Tuesday, July 31, 2012

Something's fishy at the Christian Science Monitor

Or at least in Jaroslaw Adamowski's reporting on Romney's visit to Warsaw. This quote in particular caught my eye;

Former US President George W. Bush proposed a plan for establishing
an anti-missile defense system in Poland, which Poles welcomed as
additional border security. President Barack Obama has since
abandoned this plan, displeasing many Poles.

Poles welcomed the US missile shield and many of them were displeased when Obama abandoned it. This is someone's opinion masquerading as fact. Not only is it opinion, it's flatly wrong.

In an essay published in 2007 Polish think-tanker Lukasz Kulesa quotes an opinion poll result that showed 55% of Poles against the missile shield and 28% for.

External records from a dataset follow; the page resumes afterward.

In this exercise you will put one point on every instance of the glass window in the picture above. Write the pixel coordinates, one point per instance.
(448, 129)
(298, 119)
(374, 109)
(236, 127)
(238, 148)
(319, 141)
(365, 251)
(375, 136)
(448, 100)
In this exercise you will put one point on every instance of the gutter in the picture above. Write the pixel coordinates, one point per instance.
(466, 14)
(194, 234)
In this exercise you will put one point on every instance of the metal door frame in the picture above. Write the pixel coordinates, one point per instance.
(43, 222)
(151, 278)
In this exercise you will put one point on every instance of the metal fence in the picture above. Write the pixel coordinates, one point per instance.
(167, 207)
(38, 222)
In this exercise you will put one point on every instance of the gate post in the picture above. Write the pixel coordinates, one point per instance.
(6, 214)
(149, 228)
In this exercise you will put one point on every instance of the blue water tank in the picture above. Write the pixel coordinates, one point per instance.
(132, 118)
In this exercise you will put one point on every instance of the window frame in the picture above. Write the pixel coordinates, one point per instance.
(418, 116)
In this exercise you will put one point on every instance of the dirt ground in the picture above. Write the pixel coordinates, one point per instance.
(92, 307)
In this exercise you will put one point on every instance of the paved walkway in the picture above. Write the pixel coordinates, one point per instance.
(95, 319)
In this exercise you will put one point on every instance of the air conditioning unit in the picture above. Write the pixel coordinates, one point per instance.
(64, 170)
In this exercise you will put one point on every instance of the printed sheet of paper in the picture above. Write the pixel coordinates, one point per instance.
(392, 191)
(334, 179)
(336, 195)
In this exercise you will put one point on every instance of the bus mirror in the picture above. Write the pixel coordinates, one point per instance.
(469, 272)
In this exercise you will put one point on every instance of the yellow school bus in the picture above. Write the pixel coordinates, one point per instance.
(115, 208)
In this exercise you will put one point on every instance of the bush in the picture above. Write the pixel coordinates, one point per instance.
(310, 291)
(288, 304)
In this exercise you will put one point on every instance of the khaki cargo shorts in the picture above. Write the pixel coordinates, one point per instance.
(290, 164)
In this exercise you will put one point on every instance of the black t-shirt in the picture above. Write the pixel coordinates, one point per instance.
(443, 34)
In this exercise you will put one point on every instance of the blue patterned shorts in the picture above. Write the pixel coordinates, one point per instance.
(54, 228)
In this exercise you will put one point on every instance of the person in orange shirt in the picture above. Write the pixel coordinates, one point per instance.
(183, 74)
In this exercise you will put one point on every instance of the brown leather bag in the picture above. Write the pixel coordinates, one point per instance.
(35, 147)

While Kulesa doesn't name the poll the numbers match one done by Angus Reid early in 2007.  Surveys done later in the summer show the percentage in favor diminishing as those against increase.

So instead of a blanket statement about the enthusiasm with which the Poles embraced the offer of American missiles on their soil ("which Poles welcomed") a truthful telling would have spelled out that while a minority of Poles agreed with the plan, more than twice as many were against it.

Can this kind of mis-representation be accidental? I don't think so. The intent is to promote a world view in which of course everyone would love to have US missiles stationed in their country, because nothing says "we're with the big dog" quite as eloquently.

What Americans find so difficult to comprehend is that the club of those wanting to line up with "the big dog" shrinks constantly.

As for the CSM, it's sad to see the once prestigious title stoop to this kind of shabby non-journalism.